Un luogo tanto irraggiungibile, alla sua profondità maggiore, da aver permesso nel 2008 di scoprire un particolare batterio estremofilo denominato Candidatus Desulforudis audaxviator, capace essenzialmente di sostenere da solo il suo intero ecosistema, mediante la metabolizzazione del carbonio prodotto da forme di vita organiche, come gli umani. Difficile capire, a questo punto, se tale creatura fosse già dormiente a tali oscure profondità, in attesa che qualcuno venisse a fornirgli gli strumenti per sopravvivere, e riuscire nuovamente a moltiplicarsi. Finalità perseguita mediante il metodo di scavo chiamato in lingua inglese shaft sinking o “Del pozzo (centrale) sommerso” consistente nel ricavo di una struttura letteralmente paragonabile a quella di un grattacielo ma costruita all’inverso, progressivamente rinforzata verso il raggiungimento del suo obiettivo finale, molte centinaia, se non addirittura migliaia di metri distante dalla superficie del globo terrestre. Finalità generalmente perseguita mediante l’impiego di macchinari realizzati ad-hoc, sebbene non manchino soluzioni standardizzate, offerte da alcune delle maggiori compagnie operative in questo redditizio settore dell’industria.

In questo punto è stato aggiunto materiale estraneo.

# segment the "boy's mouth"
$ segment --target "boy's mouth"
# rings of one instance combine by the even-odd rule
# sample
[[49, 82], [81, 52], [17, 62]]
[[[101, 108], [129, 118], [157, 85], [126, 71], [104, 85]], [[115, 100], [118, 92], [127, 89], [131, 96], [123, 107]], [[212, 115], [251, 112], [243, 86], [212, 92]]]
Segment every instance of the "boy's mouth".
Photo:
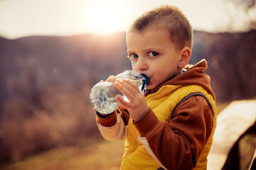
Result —
[[151, 85], [151, 79], [149, 78], [149, 84], [148, 84], [148, 86]]

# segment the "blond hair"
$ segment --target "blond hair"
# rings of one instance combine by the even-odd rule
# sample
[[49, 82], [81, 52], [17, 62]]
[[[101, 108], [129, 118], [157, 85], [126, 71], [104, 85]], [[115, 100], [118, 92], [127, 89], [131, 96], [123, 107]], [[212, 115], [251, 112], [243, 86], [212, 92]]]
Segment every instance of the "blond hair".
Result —
[[137, 18], [132, 28], [140, 32], [149, 26], [166, 30], [171, 40], [178, 48], [188, 47], [192, 49], [192, 27], [188, 18], [177, 7], [170, 5], [156, 7]]

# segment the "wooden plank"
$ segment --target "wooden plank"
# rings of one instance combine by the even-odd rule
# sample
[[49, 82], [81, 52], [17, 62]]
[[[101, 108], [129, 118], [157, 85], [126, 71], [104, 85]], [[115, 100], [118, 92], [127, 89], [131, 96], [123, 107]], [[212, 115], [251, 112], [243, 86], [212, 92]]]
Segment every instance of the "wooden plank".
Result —
[[239, 137], [256, 121], [256, 100], [230, 103], [217, 117], [217, 127], [208, 157], [208, 169], [220, 170]]

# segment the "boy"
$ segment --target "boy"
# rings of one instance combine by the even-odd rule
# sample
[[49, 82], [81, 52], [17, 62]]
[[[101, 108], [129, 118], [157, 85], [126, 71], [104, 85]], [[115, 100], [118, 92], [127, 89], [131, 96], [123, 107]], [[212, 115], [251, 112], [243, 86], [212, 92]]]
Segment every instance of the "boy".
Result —
[[118, 96], [115, 112], [97, 112], [106, 140], [125, 138], [121, 169], [207, 169], [217, 112], [206, 60], [187, 65], [192, 42], [188, 19], [168, 5], [145, 13], [127, 32], [132, 69], [149, 78], [146, 94], [110, 76], [129, 102]]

La miniera resta un mondo fuori dal mondo, dunque, dove il benessere e lo stato di salute mentale di chi ci lavora vengono necessariamente subordinati alla ricerca di profitti da parte di un’organizzazione al di sopra di mere considerazioni di natura morale. Poiché il sistema da cui trae una ragione per la sua stessa esistenza è sufficientemente antico, e redditizio, da poter giustificare un’operatività indipendente dai mutamenti sociali e le nuove regole introdotte in superficie. Almeno finché l’agognato carburante di una simile realtà, più potente dell’anti-materia stessa, andrà incontro all’esaurimento tanto a lungo paventato.
Ma l’estrazione dell’ultimo grammo d’oro, a differenza di quanto sta per accadere con i carburanti fossili e potrebbe un giorno, non molto lontano, coinvolgere anche quelli nucleari, non porterà un’immediato stato di rallentamento o persino arresto dell’industria internazionale, messa da parte l’eccezione potenziale di quella elettronica dei superconduttori. Sarebbe quindi esagerato, a questo punto, affermare che la situazione possa soltanto andare incontro a validi presupposti di miglioramento?